Kota itu terus tumbuh dengan gerak tak begitu cepat. Pasar-pasar jalanan yang berhadapan dengan RSUD Fauziah kini tiada lagi, segala kesempitan, kesemrawutan yang dahulu akrab menjamu siapa saja di jalanan ini, kini sudah jauh lebih lenggang.
Kios-kios kelontong kecil, penjual buah, atau pedangang gulai kini tergantikan dengan pemandangan ekskavator dengan deru suara bising, menggeruk, meratakan dan merapikan apa-apa saja yang diperlukan. Sesuai dengan mapping yang mengacu pada RAP proyek.
Begitulah penampakan Bireuen Jalan Mayjen T. Hamzah Bendahara yang sedang dibedah dengan proyek jalur dua, dari RSUD Fauziah sampai ke depan pendopo bupati. Dibukanya jalur dua di area ini kabarnya menelan anggaran sebesar 7,8 Miliar yang bersumber dari APBN.
Bireuen yang berbenah dalam ruang lingkup infrastruktur nyatanya sama seperti gemuruh hati seorang lelaki yang kembali pulang. Baginya, Bireuen bukanlah sekadar tempat singgah, melainkan arah pulang di masa depan dengan segala kemungkinan yang terus disemogakan.
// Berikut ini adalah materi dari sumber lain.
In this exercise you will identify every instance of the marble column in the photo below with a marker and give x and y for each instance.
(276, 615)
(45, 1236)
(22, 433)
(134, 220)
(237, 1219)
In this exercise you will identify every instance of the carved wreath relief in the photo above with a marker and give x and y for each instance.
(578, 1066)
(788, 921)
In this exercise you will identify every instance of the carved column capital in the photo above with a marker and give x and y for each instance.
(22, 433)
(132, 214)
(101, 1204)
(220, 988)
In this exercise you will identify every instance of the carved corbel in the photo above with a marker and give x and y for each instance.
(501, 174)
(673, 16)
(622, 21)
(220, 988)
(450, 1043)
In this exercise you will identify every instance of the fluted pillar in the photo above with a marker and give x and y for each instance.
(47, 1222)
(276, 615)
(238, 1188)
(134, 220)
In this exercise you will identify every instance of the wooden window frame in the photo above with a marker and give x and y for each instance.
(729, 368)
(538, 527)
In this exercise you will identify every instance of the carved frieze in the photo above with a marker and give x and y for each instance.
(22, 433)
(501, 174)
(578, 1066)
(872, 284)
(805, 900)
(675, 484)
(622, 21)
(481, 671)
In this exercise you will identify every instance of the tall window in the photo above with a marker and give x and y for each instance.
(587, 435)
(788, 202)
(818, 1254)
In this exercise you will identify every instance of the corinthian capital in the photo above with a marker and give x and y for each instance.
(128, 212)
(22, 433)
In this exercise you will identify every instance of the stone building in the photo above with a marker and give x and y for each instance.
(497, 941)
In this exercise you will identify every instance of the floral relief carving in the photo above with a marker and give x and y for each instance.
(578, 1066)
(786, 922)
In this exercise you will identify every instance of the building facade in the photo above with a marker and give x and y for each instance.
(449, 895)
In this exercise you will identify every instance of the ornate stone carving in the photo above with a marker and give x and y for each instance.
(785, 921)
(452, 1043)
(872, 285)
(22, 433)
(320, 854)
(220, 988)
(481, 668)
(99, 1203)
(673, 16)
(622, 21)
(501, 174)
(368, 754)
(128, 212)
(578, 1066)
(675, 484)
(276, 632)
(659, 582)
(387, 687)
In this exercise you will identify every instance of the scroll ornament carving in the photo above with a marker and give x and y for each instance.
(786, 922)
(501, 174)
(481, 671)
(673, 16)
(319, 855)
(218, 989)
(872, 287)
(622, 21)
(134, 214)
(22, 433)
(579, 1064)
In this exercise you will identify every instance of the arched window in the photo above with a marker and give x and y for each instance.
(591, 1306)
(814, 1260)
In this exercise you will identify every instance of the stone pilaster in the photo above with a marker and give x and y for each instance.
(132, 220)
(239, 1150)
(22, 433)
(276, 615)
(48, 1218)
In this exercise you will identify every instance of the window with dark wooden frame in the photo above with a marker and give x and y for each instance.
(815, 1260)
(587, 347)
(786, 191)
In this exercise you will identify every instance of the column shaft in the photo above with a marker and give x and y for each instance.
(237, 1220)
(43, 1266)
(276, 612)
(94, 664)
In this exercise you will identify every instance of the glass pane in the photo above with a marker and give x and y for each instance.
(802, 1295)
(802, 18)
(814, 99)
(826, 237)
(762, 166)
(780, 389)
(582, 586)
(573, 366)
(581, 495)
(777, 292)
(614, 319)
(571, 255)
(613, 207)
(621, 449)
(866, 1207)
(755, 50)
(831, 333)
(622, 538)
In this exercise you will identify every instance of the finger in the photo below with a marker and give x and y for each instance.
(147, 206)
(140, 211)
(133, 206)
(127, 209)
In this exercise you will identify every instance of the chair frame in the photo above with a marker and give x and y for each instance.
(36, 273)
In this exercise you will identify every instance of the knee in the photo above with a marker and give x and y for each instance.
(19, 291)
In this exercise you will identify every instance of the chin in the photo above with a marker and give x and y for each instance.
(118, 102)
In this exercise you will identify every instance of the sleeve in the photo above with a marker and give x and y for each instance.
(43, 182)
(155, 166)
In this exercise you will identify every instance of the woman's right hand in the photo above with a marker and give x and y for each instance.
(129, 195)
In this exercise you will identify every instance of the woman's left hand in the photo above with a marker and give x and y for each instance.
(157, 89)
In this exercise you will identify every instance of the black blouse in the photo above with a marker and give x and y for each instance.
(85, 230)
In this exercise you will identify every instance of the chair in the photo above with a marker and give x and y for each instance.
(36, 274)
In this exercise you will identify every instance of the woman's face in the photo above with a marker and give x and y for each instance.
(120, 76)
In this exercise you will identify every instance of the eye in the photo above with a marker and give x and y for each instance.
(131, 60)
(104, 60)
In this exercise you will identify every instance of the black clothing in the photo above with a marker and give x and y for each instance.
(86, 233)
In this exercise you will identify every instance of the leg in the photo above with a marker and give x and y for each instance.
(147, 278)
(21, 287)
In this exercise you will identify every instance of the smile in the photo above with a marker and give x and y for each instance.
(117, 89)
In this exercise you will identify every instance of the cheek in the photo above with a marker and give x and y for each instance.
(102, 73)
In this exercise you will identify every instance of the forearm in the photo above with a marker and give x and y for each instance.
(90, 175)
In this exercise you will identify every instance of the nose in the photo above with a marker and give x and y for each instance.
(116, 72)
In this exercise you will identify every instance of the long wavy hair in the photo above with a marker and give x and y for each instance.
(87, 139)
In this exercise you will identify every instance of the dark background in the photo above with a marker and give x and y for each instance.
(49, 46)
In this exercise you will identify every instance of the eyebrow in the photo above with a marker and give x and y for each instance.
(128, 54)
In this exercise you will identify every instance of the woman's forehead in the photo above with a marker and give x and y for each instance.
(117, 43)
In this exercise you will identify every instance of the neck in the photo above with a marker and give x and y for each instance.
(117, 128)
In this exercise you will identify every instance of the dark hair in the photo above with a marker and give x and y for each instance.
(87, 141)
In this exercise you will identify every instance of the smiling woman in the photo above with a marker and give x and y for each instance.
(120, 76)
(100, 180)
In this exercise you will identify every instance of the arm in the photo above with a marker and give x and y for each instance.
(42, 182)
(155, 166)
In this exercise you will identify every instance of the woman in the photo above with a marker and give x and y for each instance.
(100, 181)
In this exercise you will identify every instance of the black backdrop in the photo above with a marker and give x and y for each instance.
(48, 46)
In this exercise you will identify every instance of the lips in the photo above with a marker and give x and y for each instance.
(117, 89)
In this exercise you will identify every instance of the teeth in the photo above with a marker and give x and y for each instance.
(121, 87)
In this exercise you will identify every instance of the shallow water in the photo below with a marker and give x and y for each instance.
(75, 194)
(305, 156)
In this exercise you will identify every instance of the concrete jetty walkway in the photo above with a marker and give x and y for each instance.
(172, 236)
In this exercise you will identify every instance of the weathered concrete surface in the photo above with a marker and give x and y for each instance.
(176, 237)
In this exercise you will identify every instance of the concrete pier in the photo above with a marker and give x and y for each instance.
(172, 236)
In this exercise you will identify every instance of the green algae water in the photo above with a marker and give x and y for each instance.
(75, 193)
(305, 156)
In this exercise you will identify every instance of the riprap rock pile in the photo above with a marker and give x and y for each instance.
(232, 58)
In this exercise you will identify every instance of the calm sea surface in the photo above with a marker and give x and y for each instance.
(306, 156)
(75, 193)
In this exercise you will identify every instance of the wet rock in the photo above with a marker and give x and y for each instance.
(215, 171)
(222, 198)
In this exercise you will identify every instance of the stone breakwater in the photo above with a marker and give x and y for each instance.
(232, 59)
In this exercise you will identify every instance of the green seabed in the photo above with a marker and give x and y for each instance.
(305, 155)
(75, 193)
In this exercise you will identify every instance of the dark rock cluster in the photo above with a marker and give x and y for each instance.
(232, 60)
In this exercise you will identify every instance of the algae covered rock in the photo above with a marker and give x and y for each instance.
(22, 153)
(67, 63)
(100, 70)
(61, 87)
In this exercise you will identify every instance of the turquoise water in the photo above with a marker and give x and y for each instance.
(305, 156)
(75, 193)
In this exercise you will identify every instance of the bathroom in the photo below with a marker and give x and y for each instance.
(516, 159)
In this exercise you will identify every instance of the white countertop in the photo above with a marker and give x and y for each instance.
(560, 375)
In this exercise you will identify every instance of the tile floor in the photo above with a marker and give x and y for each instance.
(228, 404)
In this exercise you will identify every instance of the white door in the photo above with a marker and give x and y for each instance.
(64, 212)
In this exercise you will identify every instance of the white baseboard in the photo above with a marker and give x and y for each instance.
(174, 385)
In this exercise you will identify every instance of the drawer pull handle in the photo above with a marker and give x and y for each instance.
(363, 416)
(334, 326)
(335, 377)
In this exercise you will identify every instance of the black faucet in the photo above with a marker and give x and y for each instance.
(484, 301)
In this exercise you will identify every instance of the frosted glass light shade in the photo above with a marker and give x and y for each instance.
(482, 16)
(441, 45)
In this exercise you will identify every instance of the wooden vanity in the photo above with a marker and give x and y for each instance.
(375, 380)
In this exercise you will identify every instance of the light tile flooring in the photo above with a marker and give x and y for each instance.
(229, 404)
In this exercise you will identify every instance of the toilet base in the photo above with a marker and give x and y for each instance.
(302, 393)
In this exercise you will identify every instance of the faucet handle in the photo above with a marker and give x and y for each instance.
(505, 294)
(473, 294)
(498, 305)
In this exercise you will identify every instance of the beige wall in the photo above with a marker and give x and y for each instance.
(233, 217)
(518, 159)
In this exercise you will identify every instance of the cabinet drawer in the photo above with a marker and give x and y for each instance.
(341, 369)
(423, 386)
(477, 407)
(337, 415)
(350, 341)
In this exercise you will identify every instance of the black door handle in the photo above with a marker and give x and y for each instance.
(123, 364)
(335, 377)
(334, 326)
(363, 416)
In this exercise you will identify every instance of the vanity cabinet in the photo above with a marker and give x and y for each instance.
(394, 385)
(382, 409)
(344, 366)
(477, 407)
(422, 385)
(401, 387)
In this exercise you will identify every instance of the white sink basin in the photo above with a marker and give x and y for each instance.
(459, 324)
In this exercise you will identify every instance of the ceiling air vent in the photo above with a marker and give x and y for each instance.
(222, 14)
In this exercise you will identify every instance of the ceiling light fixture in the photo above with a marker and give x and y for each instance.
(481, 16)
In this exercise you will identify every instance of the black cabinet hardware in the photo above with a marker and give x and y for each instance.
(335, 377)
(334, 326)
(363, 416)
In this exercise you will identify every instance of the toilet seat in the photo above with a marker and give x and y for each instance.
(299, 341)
Saban datang; pergi-kembali, tak ubahnya menitipkan harapan, merawat semangat dengan durasi waktu yang sebenarnya ingin ditetapkan. Tetapi selalu saja tak mudah, mengingat kumbang dan mawar yang mesra kerap diuji angin. Entah angin gunung, entah angin laut, yang tak jarang memberikan jarak pada keduanya.
Bagi yang mencintai kota berjuluk "juang" tersebut mudah memberikan analisa bahwa kabupaten yang lahir dari rahim pemekaran ini, memiliki nilai tawar strategis, argumen yang jamak kita dapati adalah secara geografis cukup strategis; berada di tengah dengan segitiga penghubung; wilayah pesisir timur, gerbang utama dataran tengah Aceh dan barat-selatan.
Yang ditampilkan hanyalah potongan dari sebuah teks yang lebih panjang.